Don't be afraid to try live minnows on a slip sinker rig on the bottom.. you might get a bonus catfish or two also.

I would highly recommend getting some Big Joshy swimbaits (my favorite is Glow Perch) and learning to use those too.


----------



## PJF

Don't overlook using a plain jig head with about 2 inches of nightcrawler especially at Seneca. Pretty simple drift and drag. I like to troll also losing baits is part of it. Again like has already been said know how deep your bait trolls and use your depth finder to keep you in slightly deeper water or just let out minimal line. Flicker shad or shad raps are good starter baits. Get yourself a lure retriever that slips over your line when you are hung up if losing lures is a problem. I used to use one now I just chuckle and put on another lure.


----------



## Shortdrift

PJF said:


> Don't overlook using a plain jig head with about 2 inches of nightcrawler especially at Seneca. Pretty simple drift and drag. I like to troll also losing baits is part of it. Again like has already been said know how deep your bait trolls and use your depth finder to keep you in slightly deeper water or just let out minimal line. Flicker shad or shad raps are good starter baits. Get yourself a lure retriever that slips over your line when you are hung up if losing lures is a problem. I used to use one now I just chuckle and put on another lure.

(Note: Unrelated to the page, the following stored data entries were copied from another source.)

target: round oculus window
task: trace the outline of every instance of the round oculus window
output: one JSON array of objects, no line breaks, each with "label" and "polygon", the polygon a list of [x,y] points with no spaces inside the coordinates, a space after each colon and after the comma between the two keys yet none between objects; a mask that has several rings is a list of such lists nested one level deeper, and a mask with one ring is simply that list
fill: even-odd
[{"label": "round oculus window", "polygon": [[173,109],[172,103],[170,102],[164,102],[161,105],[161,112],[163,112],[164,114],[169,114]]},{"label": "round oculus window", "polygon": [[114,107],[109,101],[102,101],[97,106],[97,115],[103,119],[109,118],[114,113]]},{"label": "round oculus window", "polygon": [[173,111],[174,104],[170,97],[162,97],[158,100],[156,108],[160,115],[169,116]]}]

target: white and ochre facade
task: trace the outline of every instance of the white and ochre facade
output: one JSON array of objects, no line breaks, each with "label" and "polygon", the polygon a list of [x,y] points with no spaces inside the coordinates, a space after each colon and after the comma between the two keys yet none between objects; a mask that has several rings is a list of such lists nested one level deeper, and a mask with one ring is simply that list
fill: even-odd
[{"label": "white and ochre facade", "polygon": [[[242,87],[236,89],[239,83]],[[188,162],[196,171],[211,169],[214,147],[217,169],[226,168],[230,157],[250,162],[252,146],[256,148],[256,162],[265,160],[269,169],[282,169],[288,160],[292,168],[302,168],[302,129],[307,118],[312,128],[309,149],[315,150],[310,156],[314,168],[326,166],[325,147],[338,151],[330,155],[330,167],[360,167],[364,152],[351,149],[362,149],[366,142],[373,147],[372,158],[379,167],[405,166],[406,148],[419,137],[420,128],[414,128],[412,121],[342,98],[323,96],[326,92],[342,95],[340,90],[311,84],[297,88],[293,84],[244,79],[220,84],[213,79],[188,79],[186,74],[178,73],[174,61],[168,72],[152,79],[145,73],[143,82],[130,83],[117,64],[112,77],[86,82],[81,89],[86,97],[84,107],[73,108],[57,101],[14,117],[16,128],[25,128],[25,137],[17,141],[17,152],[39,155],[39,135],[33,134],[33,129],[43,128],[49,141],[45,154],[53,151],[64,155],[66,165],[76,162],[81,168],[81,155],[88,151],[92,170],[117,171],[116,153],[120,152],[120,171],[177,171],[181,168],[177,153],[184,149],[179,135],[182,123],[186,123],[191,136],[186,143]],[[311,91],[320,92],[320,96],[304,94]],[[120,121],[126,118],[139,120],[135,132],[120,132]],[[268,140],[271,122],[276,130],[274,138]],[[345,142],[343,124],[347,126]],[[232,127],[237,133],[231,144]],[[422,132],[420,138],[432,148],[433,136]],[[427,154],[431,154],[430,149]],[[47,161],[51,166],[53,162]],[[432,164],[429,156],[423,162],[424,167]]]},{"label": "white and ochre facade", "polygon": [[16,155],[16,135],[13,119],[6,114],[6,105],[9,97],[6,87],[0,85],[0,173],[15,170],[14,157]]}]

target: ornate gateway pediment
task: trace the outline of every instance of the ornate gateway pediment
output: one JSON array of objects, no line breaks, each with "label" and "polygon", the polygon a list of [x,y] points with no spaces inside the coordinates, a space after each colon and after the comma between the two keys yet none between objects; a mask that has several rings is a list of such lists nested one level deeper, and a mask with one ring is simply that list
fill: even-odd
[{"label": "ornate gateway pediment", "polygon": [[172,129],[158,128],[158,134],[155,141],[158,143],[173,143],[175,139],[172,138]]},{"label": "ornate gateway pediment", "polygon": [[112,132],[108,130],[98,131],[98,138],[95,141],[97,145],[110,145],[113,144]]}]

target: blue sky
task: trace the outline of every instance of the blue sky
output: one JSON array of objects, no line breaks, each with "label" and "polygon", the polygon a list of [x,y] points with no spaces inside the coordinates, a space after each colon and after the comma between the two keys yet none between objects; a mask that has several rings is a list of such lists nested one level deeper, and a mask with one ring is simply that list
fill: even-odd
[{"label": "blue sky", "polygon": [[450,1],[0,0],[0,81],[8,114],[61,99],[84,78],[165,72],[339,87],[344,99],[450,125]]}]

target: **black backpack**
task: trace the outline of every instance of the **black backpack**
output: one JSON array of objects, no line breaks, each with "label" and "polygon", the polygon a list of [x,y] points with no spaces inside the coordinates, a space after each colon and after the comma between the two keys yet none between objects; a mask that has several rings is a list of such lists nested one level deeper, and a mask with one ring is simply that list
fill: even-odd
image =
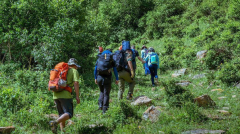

Excellent advice! Our setup for starters is Bottom jig with the piece of garden hackle. Works 90& of the time. sometimes a Joshy worked close to the bottom with the little bit of meat. Only troll when all else fails or try ffor another spice.


----------



## muskyhunter76

at seneca if you keep your bait in 4 to 7 ftow you will catch them all summer long.


----------



## PHATE

roadrunner and a piece of crawler works well at seneca. slow drifting or from shore.


----------



## Dragline

Just talked to a good friend that fishes a ton. He said him and another caught 16 Saugeye all under 15" at Seneca and about the same at Saltfork. He said the fish are hitting but getting short's mostly. The Crappie are hit and miss. If you find the breeders size fish work all around that area.
Weird spring / Weird fishing pattern now.


----------